Alan Cleary, managing director at Precise Mortgages, casts a critical eye over the industry
The Sunday Times recently released its 16th annual 100 Best Companies to Work For list, which includes six firms from the mortgage market.
The data gathering and analysis behind the list are extensive and the outcome is largely dictated by the firms’ employees, who fill out the survey. A total of 241,361 employees completed the survey this time around, answering questions about their firms and their bosses, whether they thought their rewards were fair and how much they felt their wellbeing was valued, among other things.
At the heart of these leading companies is culture. This is something many of the large banks have got wrong and, as such, it was no surprise to see none of them listed. By far the largest mortgage firm to win an award was Nationwide Building Society, which achieved an impressive third place in the large-employer category. According to the data, its 17,735 staff are well aware of the organisation’s strong social conscience.
In the mid-sized category, Charter Court Financial Services (also known as Precise Mortgages) came tenth. Founded in 2008 with just 27 staff, the company has grown to two divisions – a savings bank and a mortgage lender – and more than 300 employees. Staff rate the organisation highly, putting it in the top 10 for the categories of ‘fair deal’, ‘wellbeing’, ‘leadership’ and ‘my company’ .

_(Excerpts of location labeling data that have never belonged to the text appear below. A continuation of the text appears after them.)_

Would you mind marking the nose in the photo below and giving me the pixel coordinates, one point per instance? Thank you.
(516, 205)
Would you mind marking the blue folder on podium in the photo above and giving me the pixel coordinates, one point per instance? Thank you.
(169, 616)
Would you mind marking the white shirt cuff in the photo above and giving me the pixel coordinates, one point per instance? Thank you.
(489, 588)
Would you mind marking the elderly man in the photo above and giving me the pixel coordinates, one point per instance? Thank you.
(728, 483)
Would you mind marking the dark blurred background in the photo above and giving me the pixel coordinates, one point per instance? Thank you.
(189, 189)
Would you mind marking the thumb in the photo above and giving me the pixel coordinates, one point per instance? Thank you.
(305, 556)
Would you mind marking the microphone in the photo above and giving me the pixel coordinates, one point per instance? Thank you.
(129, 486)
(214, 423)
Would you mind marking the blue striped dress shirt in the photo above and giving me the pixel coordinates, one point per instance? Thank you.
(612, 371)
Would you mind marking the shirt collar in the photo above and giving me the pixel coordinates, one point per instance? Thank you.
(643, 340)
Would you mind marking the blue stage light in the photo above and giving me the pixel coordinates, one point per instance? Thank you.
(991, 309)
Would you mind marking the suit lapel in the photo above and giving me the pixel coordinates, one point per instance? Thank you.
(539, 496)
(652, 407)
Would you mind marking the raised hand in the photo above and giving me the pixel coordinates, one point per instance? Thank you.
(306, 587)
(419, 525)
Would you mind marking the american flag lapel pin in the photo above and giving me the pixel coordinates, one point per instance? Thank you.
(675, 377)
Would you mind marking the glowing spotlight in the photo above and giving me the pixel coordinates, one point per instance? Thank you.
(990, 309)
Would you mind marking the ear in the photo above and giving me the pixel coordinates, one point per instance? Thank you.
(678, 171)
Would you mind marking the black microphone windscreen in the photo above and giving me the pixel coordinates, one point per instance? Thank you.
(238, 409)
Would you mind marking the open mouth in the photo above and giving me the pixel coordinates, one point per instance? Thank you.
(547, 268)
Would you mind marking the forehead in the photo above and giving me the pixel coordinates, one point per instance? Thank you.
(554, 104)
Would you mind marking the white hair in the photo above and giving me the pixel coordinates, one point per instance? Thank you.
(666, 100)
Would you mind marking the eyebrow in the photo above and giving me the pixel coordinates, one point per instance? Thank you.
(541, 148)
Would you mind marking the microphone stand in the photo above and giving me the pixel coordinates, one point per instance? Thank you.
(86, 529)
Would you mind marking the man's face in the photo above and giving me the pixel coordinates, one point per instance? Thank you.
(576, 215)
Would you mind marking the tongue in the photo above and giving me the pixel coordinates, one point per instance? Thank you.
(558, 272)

They also say they are excited about where the business is going.
Skipton Building Society was a winner too, with employees considering the mutual to be run on strong values. Staff can put forward suggestions via an intranet forum and questions can be submitted to chief executive David Cutter. It is also possible to buy or sell up to two days’ paid leave a year in exchange for salary.
Also on the list was Just Retirement, with staff believing they could make a valuable contribution to the success of the organisation.
Meanwhile, Hanley Economic Building Society achieved success on the best small company list. Seventy-five per cent of the firm’s managers have been promoted internally. Their development has included external leadership and management courses and/or qualifications.
Last but not least, congratulations to Gopher Money, which was the only mortgage broking firm to claim a place in the list. The survey found the firm values the attitudes of its employees and aims to create a flexible workplace in which people feel motivated and supported. Founded five years ago, it now has 130 employees, with 90 per cent of them having been promoted internally. Staff feel they can speak out when things are going badly and they view bosses as role models.
I can speak only on behalf of ourselves but we spend a decent proportion of our company resources on ensuring our culture is one we are proud of. Underpinning everything we do are our ‘REACH’ behaviours: respect, excellence, attention, challenge and honesty. I suspect all the winning firms have something similar in place, as indeed do many of those not included in the list.
Notice there is no mention of business levels or profits. Obviously both are highly important but I expect that for most, if not all, of the winning firms, such factors are an outcome of having a great culture. After all, happy customers start with happy employees.
It would be great to see more mortgage firms in next year’s Sunday Times awards and I know many on the distribution side that would be worthy winners.